Investing in city infrastructure is worth it, Pan Am or no Pam Am.
The Pan Am Games are here. They’ve brought more than 6,000 athletes, alongside a gaggle of coaches, officials and organizers. There’s also a porcupine, Pachi.
They’ve also brought a wave of pessimism that seemed to roll through the city in the lead-up to the opening ceremony.
The negative narratives -— which even got the attention of the New York Times — were many, and sometimes contradictory. We heard frequently that no one cares about the Pan Am Games, but also that the Games will turn the city into crowded chaos.
We heard endless griping about the temporary Pan Am HOV lanes, with some dummies going so far as to elaborately arrange mannequins just to cheat the system.
And we heard a lot of people asking variations of, “Hey, what’s the point? Why are we doing this?”
To that last question, the answer is obvious. We’re doing it for the infrastructure.
In Canada especially, infrastructure is what big events like the Pan Am Games are all about. These events are transactions between cash-starved cities and the higher orders of government who hold the purse strings.
Canadian cities turn to big events because they’re a reliable way of getting expensive things funded and built.
And purely from an infrastructure perspective, the Games look to have worked out pretty well for Toronto.
Because of the Games, the West Don Lands neighbourhood — formerly derelict — was rapidly developed to serve as the Pan Am Athletes’ Village. In addition to 253 units of affordable housing, a new YMCA and an 18-acre public park, the development also built needed flood protection for a swath of downtown.

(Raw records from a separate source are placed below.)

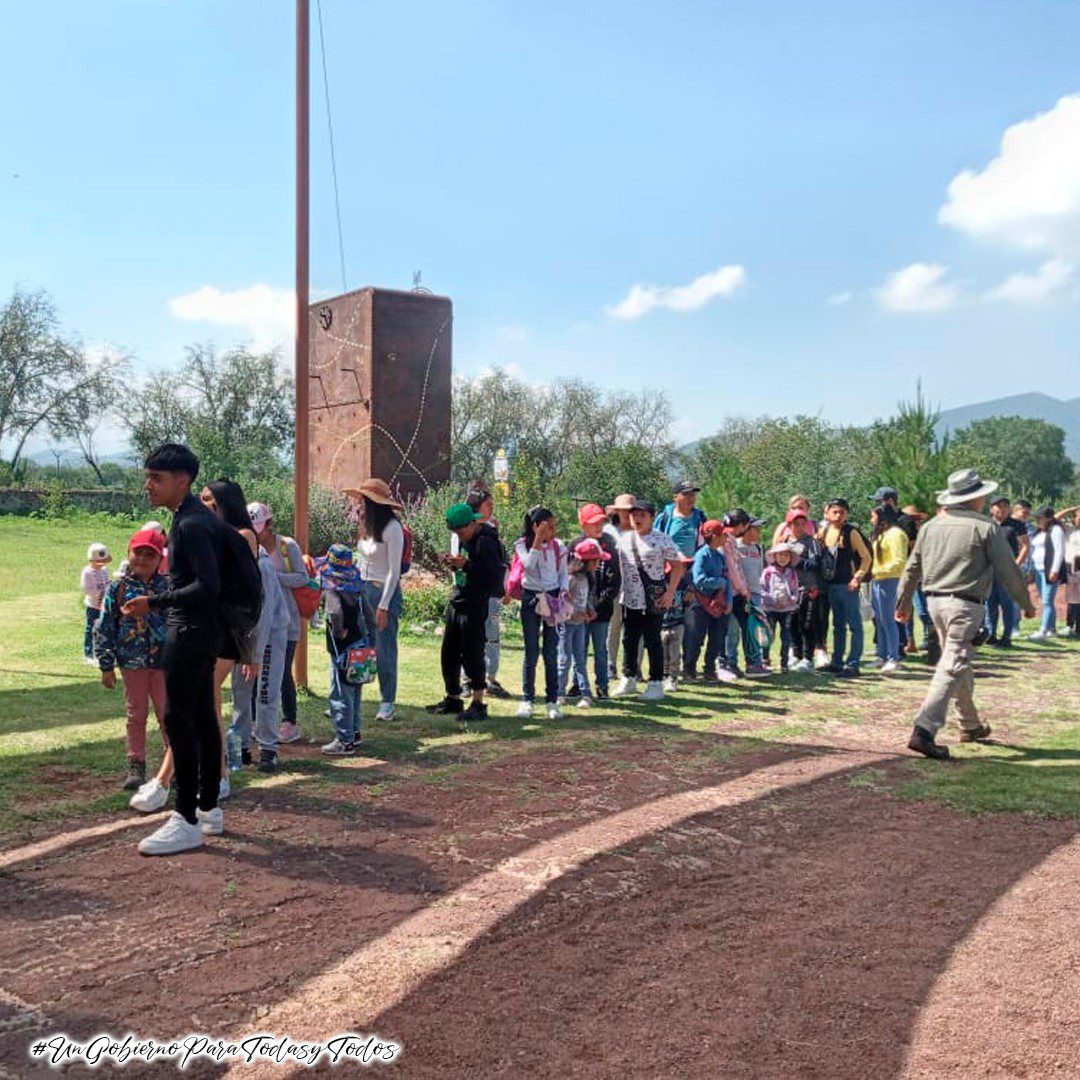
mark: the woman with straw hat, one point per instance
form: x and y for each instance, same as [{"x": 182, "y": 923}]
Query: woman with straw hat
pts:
[{"x": 379, "y": 548}]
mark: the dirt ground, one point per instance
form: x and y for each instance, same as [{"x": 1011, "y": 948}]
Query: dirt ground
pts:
[{"x": 699, "y": 907}]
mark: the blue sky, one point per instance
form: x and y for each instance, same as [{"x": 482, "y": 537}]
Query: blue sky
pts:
[{"x": 780, "y": 178}]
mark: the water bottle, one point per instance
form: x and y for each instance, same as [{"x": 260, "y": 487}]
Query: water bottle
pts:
[{"x": 233, "y": 745}]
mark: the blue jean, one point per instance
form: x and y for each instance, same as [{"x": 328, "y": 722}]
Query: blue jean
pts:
[
  {"x": 345, "y": 699},
  {"x": 1000, "y": 603},
  {"x": 1048, "y": 590},
  {"x": 574, "y": 652},
  {"x": 711, "y": 631},
  {"x": 386, "y": 640},
  {"x": 847, "y": 618},
  {"x": 883, "y": 598},
  {"x": 538, "y": 636}
]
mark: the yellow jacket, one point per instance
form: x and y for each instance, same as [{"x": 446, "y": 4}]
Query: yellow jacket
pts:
[{"x": 890, "y": 553}]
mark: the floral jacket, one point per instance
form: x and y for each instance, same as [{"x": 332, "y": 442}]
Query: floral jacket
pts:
[{"x": 122, "y": 640}]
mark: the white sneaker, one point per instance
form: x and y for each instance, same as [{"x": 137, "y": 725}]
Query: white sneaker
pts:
[
  {"x": 212, "y": 822},
  {"x": 150, "y": 797},
  {"x": 176, "y": 835}
]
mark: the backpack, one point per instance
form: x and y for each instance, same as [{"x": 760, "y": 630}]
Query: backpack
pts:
[
  {"x": 241, "y": 598},
  {"x": 307, "y": 596}
]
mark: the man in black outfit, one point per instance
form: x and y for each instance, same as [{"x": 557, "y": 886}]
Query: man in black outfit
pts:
[
  {"x": 478, "y": 575},
  {"x": 196, "y": 549}
]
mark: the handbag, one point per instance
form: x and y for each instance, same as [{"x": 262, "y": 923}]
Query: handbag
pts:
[
  {"x": 358, "y": 662},
  {"x": 653, "y": 588}
]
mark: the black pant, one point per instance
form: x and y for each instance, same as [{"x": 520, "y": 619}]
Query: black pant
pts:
[
  {"x": 810, "y": 625},
  {"x": 635, "y": 626},
  {"x": 191, "y": 718},
  {"x": 464, "y": 636},
  {"x": 288, "y": 687}
]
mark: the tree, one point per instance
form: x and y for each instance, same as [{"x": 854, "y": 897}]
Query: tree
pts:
[
  {"x": 46, "y": 381},
  {"x": 234, "y": 412},
  {"x": 1026, "y": 456}
]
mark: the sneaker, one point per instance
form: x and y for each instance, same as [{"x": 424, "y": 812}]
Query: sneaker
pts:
[
  {"x": 212, "y": 822},
  {"x": 497, "y": 689},
  {"x": 150, "y": 797},
  {"x": 136, "y": 775},
  {"x": 176, "y": 835},
  {"x": 337, "y": 748},
  {"x": 446, "y": 706},
  {"x": 922, "y": 742}
]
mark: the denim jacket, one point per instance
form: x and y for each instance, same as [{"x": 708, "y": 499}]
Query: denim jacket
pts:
[{"x": 123, "y": 640}]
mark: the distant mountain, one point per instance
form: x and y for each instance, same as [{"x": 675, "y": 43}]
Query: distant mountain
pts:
[{"x": 1034, "y": 406}]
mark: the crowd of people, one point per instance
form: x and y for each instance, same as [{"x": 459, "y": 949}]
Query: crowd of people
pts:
[{"x": 653, "y": 599}]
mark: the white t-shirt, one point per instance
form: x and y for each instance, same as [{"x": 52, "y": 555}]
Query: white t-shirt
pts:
[{"x": 653, "y": 550}]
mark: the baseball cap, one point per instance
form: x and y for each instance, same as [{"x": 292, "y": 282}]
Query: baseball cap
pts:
[
  {"x": 148, "y": 538},
  {"x": 591, "y": 513},
  {"x": 460, "y": 514},
  {"x": 259, "y": 513}
]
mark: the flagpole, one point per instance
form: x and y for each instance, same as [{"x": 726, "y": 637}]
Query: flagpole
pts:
[{"x": 302, "y": 440}]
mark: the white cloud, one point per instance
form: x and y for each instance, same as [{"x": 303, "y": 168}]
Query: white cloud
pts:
[
  {"x": 266, "y": 313},
  {"x": 1029, "y": 194},
  {"x": 919, "y": 287},
  {"x": 642, "y": 299},
  {"x": 1033, "y": 287}
]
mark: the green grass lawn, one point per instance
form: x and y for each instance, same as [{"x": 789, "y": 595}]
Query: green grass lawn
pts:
[{"x": 62, "y": 734}]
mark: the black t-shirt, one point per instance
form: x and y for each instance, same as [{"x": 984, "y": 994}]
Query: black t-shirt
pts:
[{"x": 1013, "y": 530}]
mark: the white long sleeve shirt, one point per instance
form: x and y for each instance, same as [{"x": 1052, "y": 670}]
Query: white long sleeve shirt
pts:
[{"x": 381, "y": 559}]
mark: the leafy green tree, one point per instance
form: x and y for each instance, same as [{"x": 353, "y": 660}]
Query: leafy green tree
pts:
[{"x": 1027, "y": 457}]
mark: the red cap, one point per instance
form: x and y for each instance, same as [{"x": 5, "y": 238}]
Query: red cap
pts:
[
  {"x": 591, "y": 513},
  {"x": 148, "y": 538}
]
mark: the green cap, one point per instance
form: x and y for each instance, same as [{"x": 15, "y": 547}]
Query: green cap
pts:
[{"x": 460, "y": 514}]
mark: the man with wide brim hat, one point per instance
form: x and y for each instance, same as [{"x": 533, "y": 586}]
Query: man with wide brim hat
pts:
[
  {"x": 377, "y": 490},
  {"x": 956, "y": 556}
]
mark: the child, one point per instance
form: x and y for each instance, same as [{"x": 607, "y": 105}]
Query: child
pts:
[
  {"x": 346, "y": 624},
  {"x": 780, "y": 592},
  {"x": 712, "y": 585},
  {"x": 672, "y": 631},
  {"x": 574, "y": 635},
  {"x": 136, "y": 645},
  {"x": 95, "y": 580}
]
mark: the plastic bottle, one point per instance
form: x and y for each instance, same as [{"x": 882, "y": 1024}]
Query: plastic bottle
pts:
[{"x": 233, "y": 745}]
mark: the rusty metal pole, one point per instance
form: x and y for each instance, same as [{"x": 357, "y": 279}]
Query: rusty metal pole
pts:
[{"x": 302, "y": 437}]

Toronto also got a world-class Sports Centre in Scarborough, several other new sport facilities and some major public art. Largely because of deadlines imposed by the Games, construction on Queens Quay is wrapped up and Union Station looks better than ever.
Does all this make the cost and the challenges of the Pan Am Games worth it? I’m not sure. But I find it hard to completely dismiss the idea of hosting big events like this given the everyday reality Toronto and other cities face trying (and failing) to scrape together money for infrastructure. Still, I’d rather the reality were different.
With a serious funding strategy and a real commitment to city-building, the infrastructure benefits Toronto is seeing from the Pan Am Games could be realized all the time. We could have a growing city with up-to-date infrastructure without having to host water polo and the decathlon.
That’s the real legacy I’d like the Pan Am Games to leave Toronto: an understanding that — even without athletes and porcupine mascots — investing in cities is worth it.